Death Beckons John Muhammad

John Muhammad sniper trial
Attorney Andrew Cohen analyzes legal issues for CBS News and

The first sniper verdicts mean many different things to many different people. To many, they mean justice. To some, they mean closure. To others, they represent a big "so what." To most, they are about the least surprising high-profile verdicts to come along in quite some time. Prosecutors, after all, put on a thorough and relentless case against John Allen Muhammad.

To me, the four, fast guilty verdicts against the older of the two sniper suspects mean that his jurors already have unanimously concluded that he played a critical role in last fall's deadly attacks. And that, in turn, means to me that Muhammad almost certainly will be given a death penalty at the completion of the sentencing hearing that already is under way. Only a rogue juror can stop that result now.

After these verdicts, how can a Muhammad juror now turn around and argue with a straight face that the defendant deserves leniency because he did not actually shoot the victim in this case? If that tiny little detail about the case were an important consideration to this jury - and it probably should have been - you would have thought it would have taken the jury more than six hours or so to decide a case that had taken weeks to present to them.

I suppose it's possible that jurors might believe that Muhammad's relatively minor role in the death of Dean Meyers wasn't relevant to his degree of culpability but might be relevant to his punishment. That's certainly the distinction that Muhammad's attorneys are hoping that jurors draw when they go back into the jury room later this week for Round Two of their deliberations. But nothing that has happened so far in the case suggests that the defense has any reason to be optimistic about such a result.

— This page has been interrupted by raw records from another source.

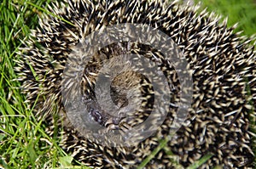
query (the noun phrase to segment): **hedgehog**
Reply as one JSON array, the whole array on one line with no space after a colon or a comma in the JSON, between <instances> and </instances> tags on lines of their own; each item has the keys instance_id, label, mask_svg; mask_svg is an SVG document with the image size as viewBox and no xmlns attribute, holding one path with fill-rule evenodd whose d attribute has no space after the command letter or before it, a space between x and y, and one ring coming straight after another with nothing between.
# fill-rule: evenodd
<instances>
[{"instance_id":1,"label":"hedgehog","mask_svg":"<svg viewBox=\"0 0 256 169\"><path fill-rule=\"evenodd\" d=\"M211 158L200 168L253 167L255 134L250 119L253 120L256 113L256 55L250 43L253 40L234 33L236 25L228 28L226 20L221 22L214 14L198 12L198 6L180 5L177 1L64 0L52 3L49 8L55 17L44 15L40 19L38 28L23 42L15 70L29 108L35 105L33 112L38 121L46 122L49 136L54 135L54 128L63 128L59 133L62 140L60 144L74 159L93 168L137 168L161 140L170 138L166 146L144 168L177 168L173 155L183 167L187 167L209 154ZM83 65L84 50L79 51L77 47L86 48L83 46L86 36L126 23L148 25L164 32L175 42L173 54L182 53L191 70L191 105L184 121L172 137L169 131L177 116L177 103L181 100L182 82L162 53L137 42L119 42L100 48L86 65ZM146 76L131 70L132 66L125 59L112 59L117 56L126 58L128 54L134 54L134 59L143 56L159 63L159 70L170 87L170 93L166 92L170 103L162 107L167 111L164 121L156 129L145 129L152 130L153 134L131 146L114 146L106 133L112 131L113 140L125 139L125 130L146 121L157 100L155 88ZM104 72L106 61L112 68L110 71L120 72L110 79L108 99L122 112L130 114L128 116L120 112L109 114L96 99L100 70L103 79L111 76L111 72ZM66 71L67 63L79 62L84 68L79 81L63 80L70 70ZM159 74L154 76L158 78ZM65 87L79 88L76 92L67 87L67 94L73 99L81 97L79 104L85 105L82 111L86 115L77 120L77 125L68 116L67 107L75 103L63 98L63 84L67 84ZM166 91L164 87L160 89ZM102 96L108 95L105 90L101 93ZM135 111L127 106L137 103L140 107ZM153 120L157 121L158 115L155 114ZM96 138L102 138L104 143L86 137L89 130L79 128L82 123L91 128L103 127ZM116 131L121 137L115 137Z\"/></svg>"}]
</instances>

In fact, the opposite is true. Against that rather technical distinction the defense hopes to flesh out, you have all of the victims of the sniper shootings and all of their friends and family members. You have all of the survivors of the attacks and all of the eyewitnesses who place Muhammad with Lee Malvo and then place both at the scene of a crime. You have those sad taped 9-11 calls. You have all of the loss and tragedy of a mass murder. If you thought the guilt-innocence phase of the trial was emotional, wait until you get a load of the penalty phase.

Right now, just as the sentencing-phase parade of tears begins, there is every reason to think that jurors already are focusing more upon the enormity of the sniper crimes than upon Muhammad's specific role in the Meyers shooting. Right now, there is every reason to think that the jury is ready and willing to punish Muhammad, not just for the Meyers shooting, but for all of the sniper shootings that prosecutors linked him to during the course of the trial. There is nothing illegal or improper about this -- Virginia law permits it.

Meanwhile, Muhammad does not have youth as an excuse. His lawyers cannot argue that he was brainwashed by Malvo. Nor can they present much of a defense based upon his mental state at the time of the shootings. The judge has precluded them from relying upon any mental health experts because Muhammad refused to be examined by a prosecution expert. Instead, the jury almost surely will hear from Muhammad's friends and family about his difficult early life, which reportedly included no small degree of physical abuse.

Will this give us a perspective on Muhammad that is different from the one we have now? Absolutely. Will it be enough to spare Muhammad from a recommendation of death? I'm betting not. The jury thinks that Muhammad and Malvo were co-equal murderers last fall. It's hard to believe that jurors are going to vote for anything short of the ultimate punishment for a man they think is fully responsible for a heinous series of crimes. Muhammad's lawyers knew going in that this trial would be less about guilt and more about punishment. The jury is soon likely to tell them that, in this case anyway, you cannot separate the two.